A vulnerability in the DocugamiReader class of the run-llama/llama_index repository, up to version 0.12.28, involves the use of MD5 hashing to generate IDs for document chunks. This approach leads to hash collisions when structurally distinct chunks contain identical text, resulting in one chunk overwriting another. This can cause loss of semantically or legally important document content, breakage of parent-child chunk hierarchies, and inaccurate or hallucinated responses in AI outputs. The issue is resolved in version 0.3.1.
A path traversal vulnerability exists in run-llama/llama_index versions 0.12.27 through 0.12.40, specifically within the `encode_image` function in `generic_utils.py`. This vulnerability allows an attacker to manipulate the `image_path` input to read arbitrary files on the server, including sensitive system files. The issue arises due to improper validation or sanitization of the file path, enabling path traversal sequences to access files outside the intended directory. The vulnerability is fixed in version 0.12.41.
A vulnerability in the ObsidianReader class of the run-llama/llama_index repository, specifically in version 0.12.27, allows for hardlink-based path traversal. This flaw permits attackers to bypass path restrictions and access sensitive system files, such as /etc/passwd, by exploiting hardlinks. The vulnerability arises from inadequate handling of hardlinks in the load_data() method, where the security checks fail to differentiate between real files and hardlinks. This issue is resolved in version 0.5.2.
The JSONReader in run-llama/llama_index versions 0.12.28 is vulnerable to a stack overflow due to uncontrolled recursive JSON parsing. This vulnerability allows attackers to trigger a Denial of Service (DoS) by submitting deeply nested JSON structures, leading to a RecursionError and crashing applications. The root cause is the unsafe recursive traversal design and lack of depth validation, which makes the JSONReader susceptible to stack overflow when processing deeply nested JSON. This impacts the availability of services, making them unreliable and disrupting workflows. The issue is resolved in version 0.12.38.

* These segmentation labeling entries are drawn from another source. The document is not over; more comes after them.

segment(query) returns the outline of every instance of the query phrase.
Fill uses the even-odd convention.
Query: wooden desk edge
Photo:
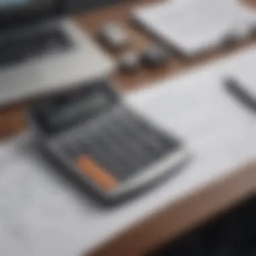
[[[253,195],[255,178],[256,163],[240,168],[234,174],[170,203],[90,255],[144,255]]]

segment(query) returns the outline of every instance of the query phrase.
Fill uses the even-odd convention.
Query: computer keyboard
[[[165,135],[127,110],[122,109],[117,115],[109,113],[100,122],[96,128],[87,125],[81,134],[75,133],[63,148],[74,160],[89,156],[110,170],[119,181],[170,156],[181,146],[175,137]]]
[[[65,34],[53,28],[8,37],[0,42],[0,66],[17,64],[45,54],[61,51],[71,45]]]

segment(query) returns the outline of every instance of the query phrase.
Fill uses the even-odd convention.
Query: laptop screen
[[[0,0],[0,26],[20,25],[58,11],[58,0]]]

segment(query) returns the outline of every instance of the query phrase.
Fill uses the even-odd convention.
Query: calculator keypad
[[[83,172],[90,168],[87,174],[105,189],[111,186],[102,181],[104,175],[100,175],[101,172],[106,172],[109,183],[113,179],[114,187],[114,180],[122,182],[139,174],[180,147],[175,137],[164,134],[128,110],[104,117],[96,131],[85,127],[84,135],[74,135],[63,149],[69,157],[78,160],[78,168]],[[93,165],[88,159],[97,164]],[[97,177],[101,178],[98,180]]]

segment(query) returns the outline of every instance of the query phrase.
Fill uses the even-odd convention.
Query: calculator
[[[34,103],[30,123],[47,152],[102,201],[137,195],[181,170],[189,154],[105,81]]]

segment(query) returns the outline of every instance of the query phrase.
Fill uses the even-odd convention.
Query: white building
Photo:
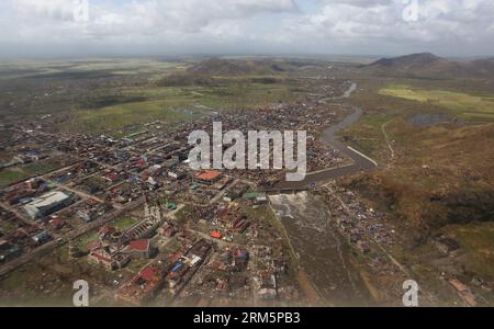
[[[58,212],[70,204],[72,204],[74,198],[60,191],[46,193],[24,206],[26,213],[31,218],[42,218],[46,217],[55,212]]]

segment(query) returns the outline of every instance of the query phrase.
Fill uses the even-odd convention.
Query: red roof
[[[149,240],[135,240],[128,243],[128,249],[138,250],[138,251],[147,251],[149,249]]]
[[[103,262],[106,262],[106,263],[111,263],[112,262],[111,258],[108,258],[108,257],[105,257],[105,256],[103,256],[101,253],[98,253],[98,252],[91,252],[91,256],[97,258],[97,259],[99,259],[100,261],[103,261]]]
[[[92,241],[88,243],[88,249],[90,251],[96,250],[101,247],[101,242],[99,240]]]
[[[222,173],[220,171],[206,170],[206,171],[198,173],[197,178],[200,180],[203,180],[203,181],[214,181],[220,175],[222,175]]]
[[[212,238],[215,238],[215,239],[221,239],[221,238],[222,238],[222,232],[218,231],[218,230],[213,230],[213,231],[211,232],[211,237],[212,237]]]
[[[148,266],[148,268],[144,269],[139,274],[141,274],[141,277],[143,277],[145,280],[153,280],[154,277],[156,277],[157,272],[158,272],[158,268]]]

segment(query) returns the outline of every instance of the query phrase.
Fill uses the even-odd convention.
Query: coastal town
[[[0,275],[8,281],[22,273],[33,282],[24,298],[43,294],[66,298],[63,304],[70,303],[70,280],[81,277],[92,284],[93,305],[327,305],[348,294],[363,298],[364,286],[372,284],[386,292],[373,298],[400,303],[402,283],[413,273],[388,252],[398,232],[383,214],[335,183],[377,162],[339,141],[333,147],[324,136],[360,113],[340,102],[357,87],[317,77],[315,92],[293,103],[257,112],[209,109],[199,121],[173,127],[154,121],[126,127],[119,137],[55,132],[53,116],[2,123],[9,138],[0,147],[12,156],[1,168],[32,174],[0,191]],[[188,136],[212,131],[213,122],[225,131],[306,131],[307,179],[288,183],[284,170],[274,169],[192,170]],[[352,254],[325,252],[336,252],[347,272],[349,258],[364,259],[378,282],[338,274],[322,286],[314,283],[321,273],[311,271],[306,256],[292,246],[281,220],[287,214],[271,198],[307,191],[332,213],[324,230],[334,230],[340,237],[336,245],[348,243]],[[312,235],[304,234],[316,239]],[[448,254],[457,245],[437,239]],[[458,303],[478,305],[480,298],[464,283],[444,281],[458,291]],[[346,303],[355,303],[350,299]],[[426,293],[424,300],[436,303]]]

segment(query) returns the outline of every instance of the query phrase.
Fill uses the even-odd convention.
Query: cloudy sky
[[[493,18],[492,0],[0,0],[0,56],[493,56]]]

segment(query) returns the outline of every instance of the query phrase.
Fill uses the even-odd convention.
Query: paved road
[[[357,90],[357,84],[352,83],[350,88],[344,93],[344,95],[326,99],[325,101],[348,99],[355,90]],[[357,123],[362,116],[362,109],[353,107],[353,113],[345,117],[338,124],[330,126],[323,132],[323,140],[329,144],[334,149],[338,149],[340,152],[349,157],[353,161],[353,164],[341,168],[330,168],[327,170],[317,171],[315,173],[308,173],[305,180],[302,182],[281,182],[277,184],[277,188],[287,189],[307,186],[313,183],[326,182],[332,179],[350,175],[362,170],[370,170],[375,168],[378,166],[375,161],[339,141],[337,136],[338,132]]]

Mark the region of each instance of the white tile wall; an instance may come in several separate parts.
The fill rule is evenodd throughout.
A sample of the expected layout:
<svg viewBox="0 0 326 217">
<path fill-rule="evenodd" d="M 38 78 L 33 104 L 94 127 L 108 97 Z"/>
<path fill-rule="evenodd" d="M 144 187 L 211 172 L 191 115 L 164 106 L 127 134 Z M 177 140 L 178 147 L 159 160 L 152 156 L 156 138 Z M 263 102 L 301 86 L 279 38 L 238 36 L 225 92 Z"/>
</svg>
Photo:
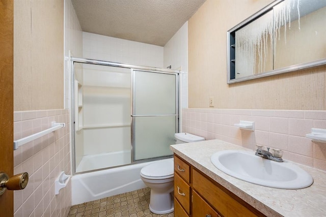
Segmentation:
<svg viewBox="0 0 326 217">
<path fill-rule="evenodd" d="M 71 186 L 58 195 L 55 180 L 62 171 L 71 173 L 69 113 L 68 110 L 15 112 L 14 139 L 16 140 L 51 126 L 51 122 L 66 127 L 34 140 L 14 151 L 14 173 L 27 172 L 28 184 L 14 192 L 14 216 L 66 216 L 71 204 Z"/>
<path fill-rule="evenodd" d="M 234 126 L 255 121 L 255 131 Z M 256 144 L 280 148 L 283 159 L 326 171 L 326 145 L 306 138 L 312 128 L 326 129 L 326 111 L 183 109 L 182 132 L 254 150 Z"/>
<path fill-rule="evenodd" d="M 83 32 L 83 57 L 163 67 L 163 47 Z"/>
</svg>

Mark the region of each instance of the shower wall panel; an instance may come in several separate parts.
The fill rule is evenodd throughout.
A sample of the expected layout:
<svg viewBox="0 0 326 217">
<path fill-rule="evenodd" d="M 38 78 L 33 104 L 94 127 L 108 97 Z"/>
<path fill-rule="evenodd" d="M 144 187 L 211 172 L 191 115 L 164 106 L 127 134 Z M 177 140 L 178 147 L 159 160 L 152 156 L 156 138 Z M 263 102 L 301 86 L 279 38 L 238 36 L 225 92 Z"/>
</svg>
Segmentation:
<svg viewBox="0 0 326 217">
<path fill-rule="evenodd" d="M 84 65 L 84 155 L 129 150 L 129 69 Z"/>
</svg>

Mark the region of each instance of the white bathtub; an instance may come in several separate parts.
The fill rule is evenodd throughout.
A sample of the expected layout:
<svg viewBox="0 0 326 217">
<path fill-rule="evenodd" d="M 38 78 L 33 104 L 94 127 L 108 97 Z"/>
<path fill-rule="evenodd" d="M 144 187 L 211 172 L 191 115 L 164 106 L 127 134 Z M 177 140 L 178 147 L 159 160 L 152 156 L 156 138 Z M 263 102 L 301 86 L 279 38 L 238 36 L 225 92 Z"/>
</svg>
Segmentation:
<svg viewBox="0 0 326 217">
<path fill-rule="evenodd" d="M 75 175 L 71 178 L 72 205 L 146 188 L 140 171 L 153 162 Z"/>
<path fill-rule="evenodd" d="M 130 164 L 130 150 L 86 155 L 83 157 L 76 168 L 76 172 L 94 170 Z"/>
</svg>

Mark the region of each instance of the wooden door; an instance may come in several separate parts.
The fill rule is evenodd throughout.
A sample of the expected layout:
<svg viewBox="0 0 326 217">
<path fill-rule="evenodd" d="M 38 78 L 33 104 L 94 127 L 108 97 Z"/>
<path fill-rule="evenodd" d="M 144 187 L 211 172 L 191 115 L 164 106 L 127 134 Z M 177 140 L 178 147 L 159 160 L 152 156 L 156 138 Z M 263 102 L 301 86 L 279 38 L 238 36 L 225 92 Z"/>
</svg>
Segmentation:
<svg viewBox="0 0 326 217">
<path fill-rule="evenodd" d="M 13 174 L 13 0 L 0 0 L 0 172 Z M 0 215 L 13 215 L 13 193 L 0 196 Z"/>
</svg>

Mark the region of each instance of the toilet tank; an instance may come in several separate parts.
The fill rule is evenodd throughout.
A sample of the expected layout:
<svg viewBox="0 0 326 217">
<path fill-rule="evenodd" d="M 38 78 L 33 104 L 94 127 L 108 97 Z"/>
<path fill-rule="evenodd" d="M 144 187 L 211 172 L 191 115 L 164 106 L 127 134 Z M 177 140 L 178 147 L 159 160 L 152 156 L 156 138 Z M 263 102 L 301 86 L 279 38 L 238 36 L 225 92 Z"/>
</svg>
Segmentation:
<svg viewBox="0 0 326 217">
<path fill-rule="evenodd" d="M 187 133 L 179 133 L 174 134 L 175 144 L 185 143 L 186 142 L 199 142 L 204 141 L 205 138 L 191 134 Z"/>
</svg>

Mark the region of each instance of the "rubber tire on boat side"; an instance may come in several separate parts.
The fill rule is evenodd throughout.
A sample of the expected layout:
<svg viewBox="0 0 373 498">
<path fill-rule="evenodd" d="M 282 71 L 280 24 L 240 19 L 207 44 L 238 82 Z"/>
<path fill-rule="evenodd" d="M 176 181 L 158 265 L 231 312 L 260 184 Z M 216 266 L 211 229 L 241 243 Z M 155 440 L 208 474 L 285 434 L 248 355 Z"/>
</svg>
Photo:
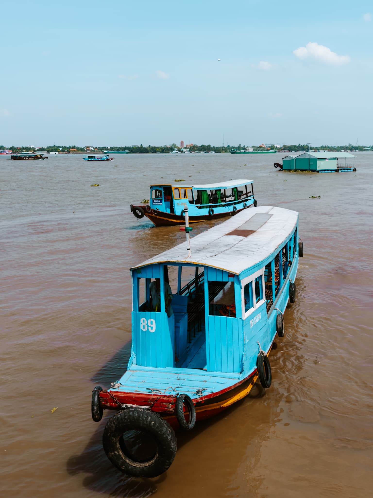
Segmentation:
<svg viewBox="0 0 373 498">
<path fill-rule="evenodd" d="M 93 422 L 99 422 L 102 418 L 103 408 L 100 406 L 100 391 L 102 388 L 100 385 L 96 385 L 92 391 L 92 401 L 91 403 L 91 412 Z"/>
<path fill-rule="evenodd" d="M 144 210 L 142 208 L 138 207 L 137 206 L 134 206 L 132 207 L 132 213 L 139 220 L 141 220 L 142 218 L 144 218 L 145 215 L 145 213 L 144 212 Z"/>
<path fill-rule="evenodd" d="M 301 241 L 298 242 L 298 254 L 299 257 L 303 257 L 303 242 Z"/>
<path fill-rule="evenodd" d="M 189 420 L 187 422 L 184 415 L 184 403 L 189 412 Z M 176 418 L 179 424 L 183 430 L 190 431 L 195 424 L 195 408 L 193 401 L 187 394 L 179 394 L 176 399 L 175 407 Z"/>
<path fill-rule="evenodd" d="M 132 430 L 145 432 L 156 441 L 157 452 L 150 460 L 137 461 L 125 455 L 121 437 Z M 102 445 L 114 466 L 137 477 L 157 477 L 165 472 L 174 461 L 177 447 L 175 432 L 168 422 L 158 413 L 137 408 L 121 410 L 109 419 L 102 434 Z"/>
<path fill-rule="evenodd" d="M 295 284 L 293 282 L 289 285 L 289 300 L 292 304 L 295 302 Z"/>
<path fill-rule="evenodd" d="M 259 353 L 257 359 L 257 367 L 258 374 L 259 375 L 259 380 L 262 386 L 267 388 L 270 387 L 272 383 L 272 372 L 271 371 L 271 365 L 268 357 L 263 356 Z"/>
<path fill-rule="evenodd" d="M 285 329 L 283 326 L 283 315 L 281 313 L 277 313 L 276 318 L 276 330 L 279 337 L 283 337 L 285 335 Z"/>
</svg>

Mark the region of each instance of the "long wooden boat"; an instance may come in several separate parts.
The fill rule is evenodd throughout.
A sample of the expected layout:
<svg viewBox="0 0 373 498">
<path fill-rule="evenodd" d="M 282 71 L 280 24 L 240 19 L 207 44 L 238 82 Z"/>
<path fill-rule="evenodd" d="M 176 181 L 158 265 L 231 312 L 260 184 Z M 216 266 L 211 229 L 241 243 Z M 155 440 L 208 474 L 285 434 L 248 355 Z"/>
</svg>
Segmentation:
<svg viewBox="0 0 373 498">
<path fill-rule="evenodd" d="M 36 161 L 39 159 L 48 159 L 47 156 L 43 156 L 42 154 L 15 154 L 10 156 L 10 159 L 13 161 Z"/>
<path fill-rule="evenodd" d="M 258 377 L 271 385 L 268 355 L 283 336 L 303 255 L 298 221 L 294 211 L 257 207 L 188 241 L 187 213 L 191 250 L 182 244 L 131 268 L 128 367 L 92 395 L 93 420 L 117 411 L 103 444 L 119 470 L 159 475 L 175 455 L 173 428 L 191 430 L 246 396 Z M 123 436 L 130 430 L 151 436 L 151 451 L 138 455 L 138 440 Z"/>
<path fill-rule="evenodd" d="M 84 154 L 84 161 L 112 161 L 113 157 L 109 158 L 108 154 Z"/>
<path fill-rule="evenodd" d="M 189 222 L 235 215 L 257 202 L 252 180 L 234 180 L 207 185 L 159 184 L 150 186 L 149 204 L 134 205 L 130 209 L 136 218 L 146 216 L 157 227 L 184 225 L 185 208 Z"/>
</svg>

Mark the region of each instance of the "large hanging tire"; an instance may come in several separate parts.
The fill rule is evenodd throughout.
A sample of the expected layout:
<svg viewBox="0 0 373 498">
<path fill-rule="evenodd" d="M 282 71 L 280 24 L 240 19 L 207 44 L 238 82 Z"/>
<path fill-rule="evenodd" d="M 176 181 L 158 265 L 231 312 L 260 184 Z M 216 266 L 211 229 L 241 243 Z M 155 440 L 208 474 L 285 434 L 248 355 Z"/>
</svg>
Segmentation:
<svg viewBox="0 0 373 498">
<path fill-rule="evenodd" d="M 299 257 L 303 257 L 303 242 L 301 241 L 298 242 L 298 255 Z"/>
<path fill-rule="evenodd" d="M 100 406 L 100 391 L 102 388 L 100 385 L 96 385 L 92 391 L 92 401 L 91 404 L 91 412 L 93 422 L 99 422 L 102 418 L 103 408 Z"/>
<path fill-rule="evenodd" d="M 295 302 L 295 284 L 293 282 L 289 285 L 289 299 L 292 304 Z"/>
<path fill-rule="evenodd" d="M 276 330 L 279 337 L 283 337 L 285 335 L 285 329 L 283 326 L 283 315 L 281 313 L 277 313 L 276 318 Z"/>
<path fill-rule="evenodd" d="M 153 454 L 145 458 L 135 456 L 122 437 L 128 431 L 140 431 L 150 436 L 155 445 Z M 109 420 L 102 434 L 102 445 L 113 465 L 124 474 L 137 477 L 156 477 L 165 472 L 174 461 L 177 446 L 168 422 L 154 412 L 137 408 L 120 411 Z"/>
<path fill-rule="evenodd" d="M 257 359 L 257 367 L 259 380 L 262 386 L 265 388 L 271 387 L 272 383 L 272 373 L 268 357 L 263 356 L 260 353 Z"/>
<path fill-rule="evenodd" d="M 189 420 L 187 422 L 184 413 L 184 403 L 189 412 Z M 193 401 L 187 394 L 179 394 L 176 399 L 175 407 L 176 418 L 180 427 L 185 431 L 190 431 L 195 424 L 195 408 Z"/>
<path fill-rule="evenodd" d="M 132 213 L 137 218 L 139 219 L 139 220 L 141 220 L 142 218 L 144 218 L 145 215 L 145 213 L 144 212 L 144 210 L 142 208 L 139 207 L 137 206 L 134 206 L 132 207 Z"/>
</svg>

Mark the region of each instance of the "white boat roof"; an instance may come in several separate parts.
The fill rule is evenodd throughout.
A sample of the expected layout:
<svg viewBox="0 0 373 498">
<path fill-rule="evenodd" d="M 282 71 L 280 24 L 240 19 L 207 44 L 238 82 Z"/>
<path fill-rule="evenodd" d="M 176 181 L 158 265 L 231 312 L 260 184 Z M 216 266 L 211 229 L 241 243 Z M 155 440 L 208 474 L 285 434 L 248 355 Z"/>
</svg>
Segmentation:
<svg viewBox="0 0 373 498">
<path fill-rule="evenodd" d="M 356 157 L 356 156 L 354 156 L 353 154 L 349 154 L 348 152 L 310 152 L 310 156 L 311 157 L 316 157 L 317 159 L 324 159 L 324 158 L 326 159 L 328 158 L 334 159 L 334 158 L 338 157 Z M 304 156 L 305 157 L 308 157 L 308 152 L 303 152 L 302 154 L 300 154 L 298 156 L 296 156 L 297 157 L 300 157 L 302 156 Z"/>
<path fill-rule="evenodd" d="M 184 182 L 178 182 L 177 183 L 156 183 L 150 185 L 151 187 L 181 187 L 182 188 L 205 189 L 206 190 L 213 190 L 219 188 L 230 188 L 232 187 L 239 187 L 248 183 L 252 183 L 252 180 L 230 180 L 229 181 L 223 181 L 219 183 L 207 183 L 206 184 L 186 184 Z"/>
<path fill-rule="evenodd" d="M 295 227 L 298 214 L 283 208 L 261 206 L 245 209 L 227 221 L 134 266 L 157 263 L 189 263 L 212 266 L 239 275 L 270 256 Z"/>
</svg>

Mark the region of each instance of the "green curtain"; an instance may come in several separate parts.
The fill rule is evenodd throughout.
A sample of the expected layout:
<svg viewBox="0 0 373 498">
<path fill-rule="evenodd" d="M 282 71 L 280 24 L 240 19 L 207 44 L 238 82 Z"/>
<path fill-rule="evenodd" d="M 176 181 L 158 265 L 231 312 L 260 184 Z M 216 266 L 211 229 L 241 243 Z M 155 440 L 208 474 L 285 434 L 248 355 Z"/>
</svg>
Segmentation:
<svg viewBox="0 0 373 498">
<path fill-rule="evenodd" d="M 201 193 L 201 204 L 208 204 L 208 194 L 207 194 L 207 190 L 200 190 Z"/>
</svg>

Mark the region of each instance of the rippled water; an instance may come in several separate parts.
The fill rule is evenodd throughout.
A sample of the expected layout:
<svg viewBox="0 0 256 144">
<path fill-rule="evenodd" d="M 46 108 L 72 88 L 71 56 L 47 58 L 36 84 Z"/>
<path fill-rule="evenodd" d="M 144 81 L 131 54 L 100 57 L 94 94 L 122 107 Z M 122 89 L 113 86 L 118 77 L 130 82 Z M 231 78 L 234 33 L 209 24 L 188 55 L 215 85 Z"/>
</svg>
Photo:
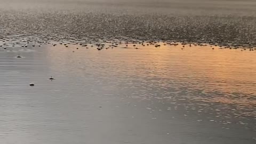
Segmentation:
<svg viewBox="0 0 256 144">
<path fill-rule="evenodd" d="M 1 47 L 2 143 L 255 142 L 256 51 L 45 43 Z"/>
<path fill-rule="evenodd" d="M 255 143 L 255 5 L 0 0 L 0 143 Z"/>
</svg>

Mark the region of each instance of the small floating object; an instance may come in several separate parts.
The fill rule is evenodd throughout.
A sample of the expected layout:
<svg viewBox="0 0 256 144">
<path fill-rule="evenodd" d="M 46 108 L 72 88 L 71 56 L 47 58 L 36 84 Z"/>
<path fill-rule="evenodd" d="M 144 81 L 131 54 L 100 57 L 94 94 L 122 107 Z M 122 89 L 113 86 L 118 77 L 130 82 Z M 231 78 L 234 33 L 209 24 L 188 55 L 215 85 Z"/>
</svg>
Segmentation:
<svg viewBox="0 0 256 144">
<path fill-rule="evenodd" d="M 55 78 L 53 78 L 53 77 L 52 77 L 51 76 L 50 78 L 49 78 L 49 79 L 54 80 L 54 79 L 55 79 Z"/>
</svg>

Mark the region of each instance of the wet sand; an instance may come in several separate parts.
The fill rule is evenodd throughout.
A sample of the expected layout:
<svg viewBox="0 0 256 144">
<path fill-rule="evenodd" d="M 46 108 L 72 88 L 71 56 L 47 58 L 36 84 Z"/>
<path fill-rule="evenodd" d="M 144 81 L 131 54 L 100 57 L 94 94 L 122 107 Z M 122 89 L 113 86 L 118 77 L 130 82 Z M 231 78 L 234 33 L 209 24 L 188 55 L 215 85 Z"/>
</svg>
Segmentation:
<svg viewBox="0 0 256 144">
<path fill-rule="evenodd" d="M 0 37 L 176 40 L 256 46 L 253 2 L 30 1 L 2 5 Z"/>
</svg>

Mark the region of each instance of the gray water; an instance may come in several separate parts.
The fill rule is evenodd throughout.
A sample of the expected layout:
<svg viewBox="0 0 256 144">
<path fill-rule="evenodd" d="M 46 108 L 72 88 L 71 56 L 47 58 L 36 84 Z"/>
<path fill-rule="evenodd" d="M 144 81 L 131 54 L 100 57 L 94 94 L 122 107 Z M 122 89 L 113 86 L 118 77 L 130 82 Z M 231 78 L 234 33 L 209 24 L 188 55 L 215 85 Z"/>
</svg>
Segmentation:
<svg viewBox="0 0 256 144">
<path fill-rule="evenodd" d="M 1 143 L 254 143 L 255 52 L 160 44 L 2 50 Z"/>
<path fill-rule="evenodd" d="M 123 1 L 0 0 L 0 143 L 255 143 L 255 2 Z"/>
</svg>

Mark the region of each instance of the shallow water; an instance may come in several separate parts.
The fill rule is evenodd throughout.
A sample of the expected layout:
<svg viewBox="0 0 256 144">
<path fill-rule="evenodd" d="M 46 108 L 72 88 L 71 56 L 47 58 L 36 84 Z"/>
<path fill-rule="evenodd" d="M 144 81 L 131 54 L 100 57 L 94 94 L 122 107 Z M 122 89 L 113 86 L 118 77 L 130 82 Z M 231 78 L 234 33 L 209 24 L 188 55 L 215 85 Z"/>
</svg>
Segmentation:
<svg viewBox="0 0 256 144">
<path fill-rule="evenodd" d="M 255 143 L 256 51 L 52 43 L 0 50 L 2 143 Z"/>
</svg>

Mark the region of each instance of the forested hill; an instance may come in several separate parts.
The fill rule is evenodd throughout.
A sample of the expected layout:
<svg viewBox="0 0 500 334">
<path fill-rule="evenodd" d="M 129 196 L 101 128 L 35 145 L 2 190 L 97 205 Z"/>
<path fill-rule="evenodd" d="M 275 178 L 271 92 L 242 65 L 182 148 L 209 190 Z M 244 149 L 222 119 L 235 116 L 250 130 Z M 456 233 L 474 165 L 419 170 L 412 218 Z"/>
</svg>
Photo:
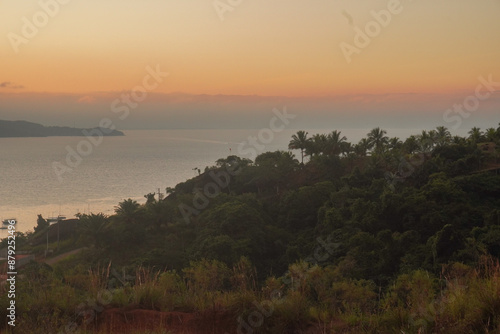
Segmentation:
<svg viewBox="0 0 500 334">
<path fill-rule="evenodd" d="M 104 128 L 78 129 L 67 126 L 43 126 L 26 121 L 0 120 L 0 137 L 52 137 L 52 136 L 85 136 L 92 130 L 99 130 L 103 136 L 123 136 L 123 132 Z M 95 134 L 96 135 L 96 134 Z"/>
<path fill-rule="evenodd" d="M 297 156 L 233 155 L 110 216 L 40 217 L 16 251 L 72 255 L 20 269 L 16 333 L 500 333 L 499 147 L 500 126 L 299 131 Z"/>
</svg>

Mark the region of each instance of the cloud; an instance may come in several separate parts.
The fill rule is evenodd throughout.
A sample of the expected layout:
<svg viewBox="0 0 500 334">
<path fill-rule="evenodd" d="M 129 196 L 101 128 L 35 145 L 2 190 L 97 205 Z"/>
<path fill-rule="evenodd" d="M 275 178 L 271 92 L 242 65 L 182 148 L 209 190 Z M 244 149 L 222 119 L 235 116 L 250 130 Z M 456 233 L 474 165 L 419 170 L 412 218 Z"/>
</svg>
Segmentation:
<svg viewBox="0 0 500 334">
<path fill-rule="evenodd" d="M 79 98 L 76 102 L 80 104 L 94 104 L 96 98 L 90 95 L 85 95 Z"/>
<path fill-rule="evenodd" d="M 16 85 L 11 81 L 4 81 L 0 83 L 0 88 L 7 88 L 7 89 L 23 89 L 24 86 L 21 85 Z"/>
</svg>

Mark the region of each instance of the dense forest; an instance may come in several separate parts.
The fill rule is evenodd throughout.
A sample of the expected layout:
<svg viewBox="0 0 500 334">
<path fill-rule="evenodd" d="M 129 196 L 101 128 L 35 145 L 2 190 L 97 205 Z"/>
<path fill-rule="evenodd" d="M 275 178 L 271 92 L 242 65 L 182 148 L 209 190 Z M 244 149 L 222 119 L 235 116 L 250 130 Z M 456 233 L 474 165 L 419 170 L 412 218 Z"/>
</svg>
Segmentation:
<svg viewBox="0 0 500 334">
<path fill-rule="evenodd" d="M 499 147 L 500 125 L 298 131 L 293 151 L 79 215 L 49 248 L 80 251 L 52 265 L 40 217 L 17 236 L 39 260 L 19 271 L 16 332 L 499 333 Z"/>
</svg>

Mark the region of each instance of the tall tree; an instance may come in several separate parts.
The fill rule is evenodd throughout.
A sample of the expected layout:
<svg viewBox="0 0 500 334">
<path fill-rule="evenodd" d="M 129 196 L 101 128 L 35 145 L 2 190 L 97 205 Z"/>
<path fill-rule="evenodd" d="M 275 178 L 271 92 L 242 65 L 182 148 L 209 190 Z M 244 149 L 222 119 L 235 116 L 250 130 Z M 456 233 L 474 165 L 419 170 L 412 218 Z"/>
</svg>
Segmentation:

An XML Entity Expansion vulnerability, also known as a 'billion laughs' attack, exists in the sitemap parser of the run-llama/llama_index repository, specifically affecting version v0.12.21. This vulnerability allows an attacker to supply a malicious Sitemap XML, leading to a Denial of Service (DoS) by exhausting system memory and potentially causing a system crash. The issue is resolved in version v0.12.29.
A vulnerability in the ArxivReader class of the run-llama/llama_index repository, versions up to v0.12.22.post1, allows for MD5 hash collisions when generating filenames for downloaded papers. This can lead to data loss as papers with identical titles but different contents may overwrite each other, preventing some papers from being processed for AI model training. The issue is resolved in version 0.12.28.
A vulnerability in the `ObsidianReader` class of the run-llama/llama_index repository, versions 0.12.23 to 0.12.28, allows for arbitrary file read through symbolic links. The `ObsidianReader` fails to resolve symlinks to their real paths and does not validate whether the resolved paths lie within the intended directory. This flaw enables attackers to place symlinks pointing to files outside the vault directory, which are then processed as valid Markdown files, potentially exposing sensitive information.
A critical deserialization vulnerability exists in the run-llama/llama_index library's JsonPickleSerializer component, affecting versions v0.12.27 through v0.12.40. This vulnerability allows remote code execution due to an insecure fallback to Python's pickle module. JsonPickleSerializer prioritizes deserialization using pickle.loads(), which can execute arbitrary code when processing untrusted data. Attackers can exploit this by crafting malicious payloads to achieve full system compromise. The root cause includes an insecure fallback mechanism, lack of validation or safeguards, misleading design, and violation of Python security guidelines.
Multiple vector store integrations in run-llama/llama_index version v0.12.21 have SQL injection vulnerabilities. These vulnerabilities allow an attacker to read and write data using SQL, potentially leading to unauthorized access to data of other users depending on the usage of the llama-index library in a web application.
An SQL injection vulnerability exists in the delete function of DuckDBVectorStore in run-llama/llama_index version v0.12.19. This vulnerability allows an attacker to manipulate the ref_doc_id parameter, enabling them to read and write arbitrary files on the server, potentially leading to remote code execution (RCE).